Font Size
Line Height

Page 105 of The Fall

Fifty-Two

Pittsburgh is a million scattered lights spread out below Blair’s hotel window, a river of blurred gold and crimson.

Blair is propped against the headboard and my head is in his lap. Bags of ice rest on us both, his on a bruised shoulder, mine on a sore thigh.

This team is so close to making it, and I look at him, the way his shoulders carry the team as if tailored for him, the pride shining from him when he speaks of the guys.

In a different life, I might wonder what drove him to choose leadership again.

He carries the ghost of his brother on his shoulders and rebuilt his heart from ruin, but he’d grind his knuckles bare before ever asking for mercy from the universe.

We’re here because he willed us to be here.

Every win is a nail hammering to this loop, and each victory brings us closer to the end.

How many times have we climbed this mountain together? Has he looked at me like this before, with those eyes full of hope?

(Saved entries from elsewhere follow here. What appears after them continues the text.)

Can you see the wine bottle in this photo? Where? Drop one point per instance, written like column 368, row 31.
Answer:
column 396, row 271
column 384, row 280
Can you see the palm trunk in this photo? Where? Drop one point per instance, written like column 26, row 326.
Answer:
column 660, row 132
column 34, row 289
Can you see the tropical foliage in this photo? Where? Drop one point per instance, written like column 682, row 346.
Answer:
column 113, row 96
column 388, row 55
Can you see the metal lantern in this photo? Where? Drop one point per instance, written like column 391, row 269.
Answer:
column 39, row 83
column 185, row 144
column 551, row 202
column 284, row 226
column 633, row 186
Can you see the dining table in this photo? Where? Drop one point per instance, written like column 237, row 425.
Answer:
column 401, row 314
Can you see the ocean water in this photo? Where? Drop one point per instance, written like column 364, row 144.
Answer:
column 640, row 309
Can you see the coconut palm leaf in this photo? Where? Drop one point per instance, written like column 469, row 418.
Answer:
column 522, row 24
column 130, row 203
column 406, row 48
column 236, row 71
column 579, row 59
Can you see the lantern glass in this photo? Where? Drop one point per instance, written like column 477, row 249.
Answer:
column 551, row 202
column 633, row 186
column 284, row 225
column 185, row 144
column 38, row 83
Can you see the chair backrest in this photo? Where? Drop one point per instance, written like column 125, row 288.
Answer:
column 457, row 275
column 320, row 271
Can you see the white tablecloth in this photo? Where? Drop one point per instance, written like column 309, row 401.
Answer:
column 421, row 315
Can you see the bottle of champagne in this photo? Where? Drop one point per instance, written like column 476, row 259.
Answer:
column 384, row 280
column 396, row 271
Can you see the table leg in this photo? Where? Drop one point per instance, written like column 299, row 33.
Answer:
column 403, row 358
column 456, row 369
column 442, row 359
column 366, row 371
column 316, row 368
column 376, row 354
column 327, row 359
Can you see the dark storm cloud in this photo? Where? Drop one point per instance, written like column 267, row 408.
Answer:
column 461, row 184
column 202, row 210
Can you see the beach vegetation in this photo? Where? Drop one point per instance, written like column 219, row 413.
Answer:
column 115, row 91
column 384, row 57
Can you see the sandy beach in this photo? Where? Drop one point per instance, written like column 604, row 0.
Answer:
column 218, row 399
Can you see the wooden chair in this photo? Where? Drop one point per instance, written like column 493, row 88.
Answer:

The ice on my thigh has gone warm. Water droplets slide down my skin, pooling on the sheets beneath us. Does some part of him remember? When he touches me, is there an echo of all the other times, all the other versions of us that have existed in this endless spiral?

No. The burden of memory is mine alone.

“Remember when this all felt impossible?” The vibration of his voice travels from his chest, down his arm, and into my scalp where his fingers work through my hair.

I catch his hand and drop a kiss to the callused skin of his knuckles. He kisses my fingers in return and goes back to drawing patterns on my scalp.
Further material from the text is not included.